Joe Klein, who fancies himself a member of the elite media class, loved Andersen’s article. Writing on his blog Swampland (which accurately describes the level of his opinions), Klein praised the:
excellent essay by Kurt Andersen, tying together many of the threads about the ugly and recalcitrant nature of populism that I’ve been posting on in recent days.
Joe’s bogeymen are “anti-elitism” and “anti-intellectualism” which inspire, in Joe’s words, “a suspicion and hatred of The Other.”
He names two of the worst offenders of his intellectual, elitist sensibilities:
Those, like Sarah Palin and Glenn Beck, who seek to exploit these fears now stand on the shoulders of…pygmies.
As I have said before, Joe Klein is doing a disservice to those of us who happen to share his name. He is an elitist, to be sure, but he is an intellectual pretender. People who are serious about ideas do not continually engage in childish name-calling, but that is Klein’s stock-in-trade.
I am a Harvard Law school graduate who studied constitutional law under the late Watergate prosecutor Professor Archibald Cox. I guess that would make me eligible for membership in Swampland Joe Klein’s club of elite intellectuals.

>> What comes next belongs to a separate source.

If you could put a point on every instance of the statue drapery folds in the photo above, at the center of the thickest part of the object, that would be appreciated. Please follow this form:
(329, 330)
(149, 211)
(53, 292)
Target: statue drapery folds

But I am the Newsrealblog Joe Klein who believes that Glenn Beck and Sarah Palin have articulated a better understanding of the philosophy of the Founding Fathers towards limited government and how that philosophy should be applied to current problems than the club of elite intellectuals have been able to do.
If my namesake would like to debate this proposition intelligently, bring it on.